[gamist RPGs] Player Driven Games and
Natespank:
On a tangent:
In my experience, players like certain things in their games. I can't say this list is comprehensive but I think these are crucial:
The players must be:
Stimulated
Challenged
Important and doing important things
Curious
Badass
Respected and acclaimed
Free
and they must care about what's going on.
This list is in NO WAY exhaustive. Regardless, what does this mean for "sandbox" games?
Natespank:
Player Importance, Player Driven Games and Shared Authorship
As I said, I think the players have to feel their characters are important or special in some way. Few RPGs are about Joe the mundane who works at a factory his whole life, who retires and spawns a legacy of factory workers who fill middle management positions in various fields, never leaving the town they were born in. They also crucially have to feel that their actions, mission or project is important.
A player can always say that they matter and that their actions are important. For most people though they're less able to convince themselves than others are able to convince them. They doubt themselves- and even if they're self-sure, people are still social animals.
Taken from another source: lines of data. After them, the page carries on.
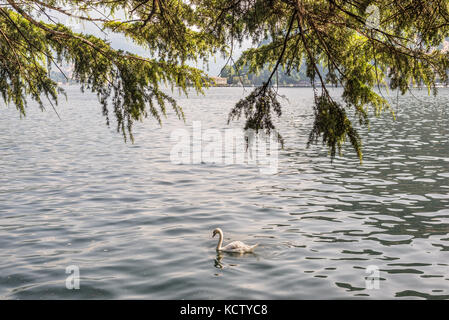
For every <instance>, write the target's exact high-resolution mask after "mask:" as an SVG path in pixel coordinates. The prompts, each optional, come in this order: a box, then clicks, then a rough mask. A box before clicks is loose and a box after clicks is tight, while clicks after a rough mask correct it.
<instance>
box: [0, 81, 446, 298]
mask: <svg viewBox="0 0 449 320" xmlns="http://www.w3.org/2000/svg"><path fill="white" fill-rule="evenodd" d="M66 90H67V93H68V101H67V102H66V101H65V100H64V98H63V97H61V101H60V106H59V108H58V112H59V114H60V116H61V118H62V120H59V119H58V117H57V116H56V114H55V113H54V112H53V110H52V109H51V107H50V106H49V107H47V111H46V112H41V111H40V110H39V109H38V108H37V106H36V105H35V104H30V107H29V108H28V114H27V117H26V118H24V119H20V117H19V114H18V112H17V111H16V110H15V107H14V106H9V107H6V106H5V105H4V103H3V102H2V103H1V109H0V110H1V113H2V117H1V118H0V129H1V130H2V133H3V134H2V139H1V140H0V248H1V250H0V299H90V298H96V299H122V298H123V299H335V298H339V299H347V298H367V299H372V298H374V299H378V298H383V299H395V298H418V299H419V298H427V299H448V298H449V142H448V137H449V117H448V115H449V89H440V92H439V96H438V97H437V98H434V97H429V96H427V91H415V92H414V95H415V97H413V96H411V95H408V96H405V97H400V98H399V100H398V101H396V95H395V94H392V95H393V96H394V109H395V111H396V115H397V120H396V121H394V120H393V119H392V116H391V115H390V114H389V112H388V111H386V112H385V113H383V115H382V116H381V117H380V118H373V119H372V121H371V128H370V130H369V131H368V130H363V138H364V149H363V150H364V163H363V165H360V164H359V162H358V159H357V158H356V156H355V153H354V152H353V151H352V150H351V148H350V146H349V145H346V147H345V149H344V151H345V152H344V155H343V157H339V158H337V159H336V160H335V161H334V162H333V163H331V162H330V158H329V157H328V156H327V150H326V149H325V148H324V147H322V146H321V145H318V146H312V147H310V148H309V149H307V148H306V142H307V138H308V134H309V132H310V129H311V125H312V121H313V118H312V112H313V111H312V103H313V94H312V90H311V89H309V88H284V89H280V93H281V94H284V95H286V96H287V98H288V101H284V102H283V104H284V109H283V116H282V118H281V119H280V120H279V121H278V128H279V131H280V133H281V134H282V135H283V137H284V139H285V142H286V143H285V148H284V150H281V151H280V152H279V164H278V173H277V174H272V175H267V174H261V173H260V171H259V168H257V166H254V165H238V164H235V165H224V164H205V163H200V164H175V163H172V162H171V161H170V151H171V149H172V148H173V145H174V143H173V142H172V140H171V139H170V135H171V133H172V132H173V130H175V129H177V128H178V129H179V128H184V129H186V130H188V131H190V130H191V129H192V121H194V120H195V121H201V124H202V129H203V130H205V129H208V128H216V129H219V130H220V132H224V130H225V129H226V128H229V126H228V125H227V123H226V121H227V115H228V112H229V110H230V108H231V107H232V106H233V104H234V103H235V102H237V101H238V100H239V99H240V98H241V97H242V96H243V95H244V94H248V93H249V91H247V92H246V93H244V92H243V91H242V89H241V88H212V89H210V90H208V91H207V94H206V96H197V95H195V94H193V93H192V94H191V95H190V96H189V98H188V99H187V98H185V97H178V101H179V103H180V104H181V105H182V106H183V108H184V111H185V114H186V123H183V122H182V121H179V120H177V119H176V118H175V117H174V116H173V115H169V117H168V119H166V120H164V125H163V126H162V127H160V126H159V125H158V124H157V123H156V122H155V121H154V120H153V119H147V120H146V121H145V122H144V123H143V124H137V125H136V128H135V129H136V133H135V143H134V144H131V143H126V144H125V143H124V141H123V139H122V137H121V136H120V135H119V134H117V133H116V132H115V127H114V126H112V127H111V128H107V127H106V126H105V119H104V118H103V117H102V115H101V108H100V106H99V104H98V102H97V100H96V96H95V95H92V94H87V93H86V94H81V93H80V91H79V89H78V88H77V87H74V86H69V87H67V89H66ZM336 93H337V94H338V90H336ZM175 95H176V96H177V94H175ZM232 126H235V127H239V126H241V123H240V124H239V123H234V124H232ZM215 227H221V228H222V229H223V230H224V235H225V243H227V242H228V241H230V240H241V241H244V242H245V243H248V244H253V243H256V242H258V243H259V247H258V248H257V250H256V251H255V254H249V255H242V256H235V255H229V254H223V255H220V256H217V254H216V252H215V246H216V243H217V239H216V238H214V239H212V238H211V236H212V230H213V229H214V228H215ZM71 265H75V266H78V267H79V270H80V289H79V290H68V289H67V288H66V278H67V277H68V276H70V274H66V268H67V267H68V266H71ZM369 266H374V268H378V276H379V277H380V280H379V286H378V289H376V288H374V289H370V287H369V286H368V287H367V283H366V281H368V282H369V281H370V280H369V278H368V279H367V278H366V277H369V276H370V275H372V274H371V273H370V272H368V273H367V267H369ZM374 270H375V269H374ZM369 283H371V284H372V283H374V282H369Z"/></svg>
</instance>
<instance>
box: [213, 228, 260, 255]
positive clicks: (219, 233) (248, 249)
mask: <svg viewBox="0 0 449 320" xmlns="http://www.w3.org/2000/svg"><path fill="white" fill-rule="evenodd" d="M217 233H218V234H219V236H220V239H219V240H218V244H217V251H222V252H235V253H245V252H253V250H254V248H255V247H257V246H258V245H259V244H258V243H257V244H255V245H253V246H248V245H246V244H244V243H243V242H241V241H233V242H231V243H229V244H228V245H226V246H224V247H222V246H221V245H222V244H223V231H222V230H221V229H220V228H216V229H214V232H213V234H212V238H213V237H215V235H216V234H217Z"/></svg>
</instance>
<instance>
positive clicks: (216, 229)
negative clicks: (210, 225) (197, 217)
mask: <svg viewBox="0 0 449 320" xmlns="http://www.w3.org/2000/svg"><path fill="white" fill-rule="evenodd" d="M217 233H218V234H220V233H221V234H222V233H223V231H221V229H220V228H215V229H214V231H213V232H212V238H213V237H215V235H216V234H217Z"/></svg>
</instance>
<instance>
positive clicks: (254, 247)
mask: <svg viewBox="0 0 449 320" xmlns="http://www.w3.org/2000/svg"><path fill="white" fill-rule="evenodd" d="M255 247H257V244H256V245H254V246H248V245H246V244H244V243H243V242H241V241H233V242H231V243H229V244H228V245H226V246H224V247H223V248H222V249H221V250H223V251H229V252H251V251H252V250H253V249H254V248H255Z"/></svg>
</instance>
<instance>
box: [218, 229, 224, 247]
mask: <svg viewBox="0 0 449 320" xmlns="http://www.w3.org/2000/svg"><path fill="white" fill-rule="evenodd" d="M218 235H219V237H220V238H219V239H218V244H217V250H220V249H221V245H222V244H223V232H221V231H219V232H218Z"/></svg>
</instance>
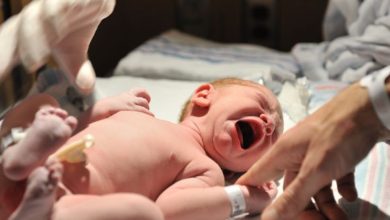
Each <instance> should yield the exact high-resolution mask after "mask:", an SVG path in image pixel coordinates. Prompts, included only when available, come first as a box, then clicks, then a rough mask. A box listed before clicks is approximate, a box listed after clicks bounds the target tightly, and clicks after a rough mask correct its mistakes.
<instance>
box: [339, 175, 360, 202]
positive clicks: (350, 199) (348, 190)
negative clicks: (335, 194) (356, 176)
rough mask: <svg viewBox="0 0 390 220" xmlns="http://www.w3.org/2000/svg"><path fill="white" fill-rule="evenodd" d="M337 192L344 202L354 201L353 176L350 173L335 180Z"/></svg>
mask: <svg viewBox="0 0 390 220" xmlns="http://www.w3.org/2000/svg"><path fill="white" fill-rule="evenodd" d="M337 190H338V191H339V193H340V194H341V195H342V196H343V197H344V198H345V199H346V200H348V201H350V202H352V201H354V200H356V198H357V190H356V185H355V174H354V173H353V172H351V173H348V174H347V175H345V176H344V177H342V178H340V179H339V180H337Z"/></svg>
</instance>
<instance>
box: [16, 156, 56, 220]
mask: <svg viewBox="0 0 390 220" xmlns="http://www.w3.org/2000/svg"><path fill="white" fill-rule="evenodd" d="M62 172H63V168H62V164H61V163H60V162H59V161H57V160H55V159H50V160H48V161H47V162H46V164H45V166H44V167H38V168H36V169H35V170H34V171H33V172H32V173H31V175H30V176H29V178H28V182H27V187H26V191H25V194H24V196H23V199H22V202H21V203H20V204H19V206H18V208H17V209H16V210H15V212H14V213H13V214H12V215H11V217H10V218H9V220H26V219H39V220H49V219H50V216H51V213H52V208H53V205H54V203H55V201H56V189H57V185H58V183H59V182H60V181H61V178H62Z"/></svg>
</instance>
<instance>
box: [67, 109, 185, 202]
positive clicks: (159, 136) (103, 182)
mask: <svg viewBox="0 0 390 220" xmlns="http://www.w3.org/2000/svg"><path fill="white" fill-rule="evenodd" d="M169 126H170V125H169V124H168V123H166V122H163V121H159V120H156V119H154V118H152V117H150V116H147V115H145V114H139V113H138V114H129V113H126V112H125V113H123V114H118V115H115V116H114V117H110V118H109V119H105V120H102V121H99V122H97V123H93V124H92V125H90V126H89V127H88V128H87V129H85V130H84V131H82V132H80V133H79V134H77V135H76V137H74V138H72V139H73V140H70V141H74V140H77V139H80V138H82V137H84V136H85V135H86V134H92V135H93V136H94V138H95V145H94V146H93V147H91V148H88V149H87V150H86V154H87V157H88V159H87V160H88V164H86V166H78V167H77V166H76V167H72V166H66V167H65V168H66V170H65V171H66V172H65V175H64V179H65V181H67V184H68V185H69V186H70V187H71V188H72V189H73V190H74V191H75V192H76V193H91V194H107V193H115V192H134V193H139V194H142V195H145V196H147V197H149V198H151V199H156V198H157V196H158V195H159V194H160V193H161V192H162V191H163V190H164V189H166V188H167V187H168V186H169V185H171V184H172V183H173V181H174V180H175V179H176V177H177V175H178V174H179V172H181V171H182V170H183V168H184V167H185V166H186V165H187V163H188V162H189V160H190V158H192V155H193V154H192V153H189V152H188V150H185V151H184V150H183V146H186V145H187V144H186V143H183V142H180V141H178V140H177V139H178V135H177V134H176V133H175V132H172V129H171V127H169ZM180 152H181V153H180ZM190 152H192V151H190ZM185 155H187V156H185ZM189 155H191V156H189Z"/></svg>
We learn socially. Typically we're more sure of something if it's believed by masses of extremely-certain reputable people. Especially if these people are leader figures.
What this means for game design is that player-driven games are inherently tricky- they'll certainly repulse some people. It's like what contracycle says: after a while the actions themselves, the PCs and their activities, take on a degree of hollowness.
As a design issue I think that everyone's right- a game can't normally be entirely player-driven. The DM has to provide some sort of end goal for the campaign- an ending and ways for the players to pursue this end.
This makes sense in a few ways: I'd argue that the DM is absolutely the group's leader, both in terms of rules and in terms of most social contracts. He can create an entire world where certain areas and things have great significance, and he can create a mass of reputable people who will assign acclaim and significance to the PCs and their quests. To build a campaign goal the PCs may see this as a "extremely important, big goal" and it will not only unify the entire campaign but will validate the PCs investment in the game. Success ought also to be doubtful- that way it's a challenge ;)
I'm going to insert a heroic goal, a paragon goal, and an epic goal, and break my game into 3 distinct campaigns merely with the same characters. Thus, the "end goal" of the heroic campaign can be achieved at around level 10 +/-2. I'll decide on the specifics in a day or two- probably a level 15 dragon at level 10 or so.
As to the player-driven aspect of the game- I need to dilute it until it's at a level where the PCs truly thrive on their choices and goals. However, I have a devious workaround as well: I can reward player initiatives and tangents by bestowing the players with more importance from the world. At first their actions might be arbitrary and slightly bored but they cause ripples and gradually get caught up in some important stuff- everything keeps getting more mixed up and dangerous. I'd like to use this approach in parallel to the DM-provided campaign goal method.
I'd love criticism.
Natespank:
I forgot! About shared authorship and man as a social creature.
(btw, I mean "man" as genderless; our language sucks, i'm just defaulting to the male pronoun)
Since importance is most strongly assigned by those outside the player, I was thinking about how shared authorship works. In my games I absolutely encourage my characters to come up with ideas and run with them:
"My grandfather was a duke, a lycanthrope." -the paladin says. I respond by making the princess familiar with him and his family's history- the player just created a branch of nobility in the land that I'll incorporate.
I reserve the final say though- I refuse a lot of ideas too.
What I'm thinking is that, since self-importance is relatively weak, shared authorship may weaken the game in ways. I think the other players can riff off another player's ideas like magic, but to that player he may feel less stimulated than by ideas coming from outside himself.
I'd like to continue to use shared authorship, but I think I'll tone it down a bit. Ironically, denying the players their every wish may increase their enjoyment.
Natespank:
I apologize if this is off topic but I discovered this last night: a remake of the original Legend of Zelda plus custom modules for PC.
http://www.zeldaclassic.com/what.php
The NES version is slightly better- faster projectiles, better controls, slightly harder- but as long as I'm talking about the game so much this way I can show you something awesome.
ahem, sorry.
contracycle:
A lot of more recent games have firmly rejected your model of the GM as the necessary "leader" of the group. What you are describing is not an automatic or necessary structure, it is just one way or arranging authority wqith the game.
Take for example a game that is still pretty orthodox in methods, like Rune. In this case the GM is a rotating chair in which players take turns; whats more, when GMing a player gets points for constructing appropriate challanges, and these points can then be plowed back into their character when the hand the GMship on to someone else. so in the bcase of each adventure, there is still a GM in the form of there being an admionistrator, an opponent of sorts, and a guiding hand, but there is no GM in the sense of a singular influential personality.
The GM is really just another player. They may have a different set of executive powers, as it were, to those held by the "regular" players; but the various components of what the GM is empowered to do can be split up an distributed among several people. And the existance of a unifying goal is not actually dependent on the existence of the GM, or indeed the GM's individual and personal inspiration.
Unifying goals can actually be rules-based and programmatic.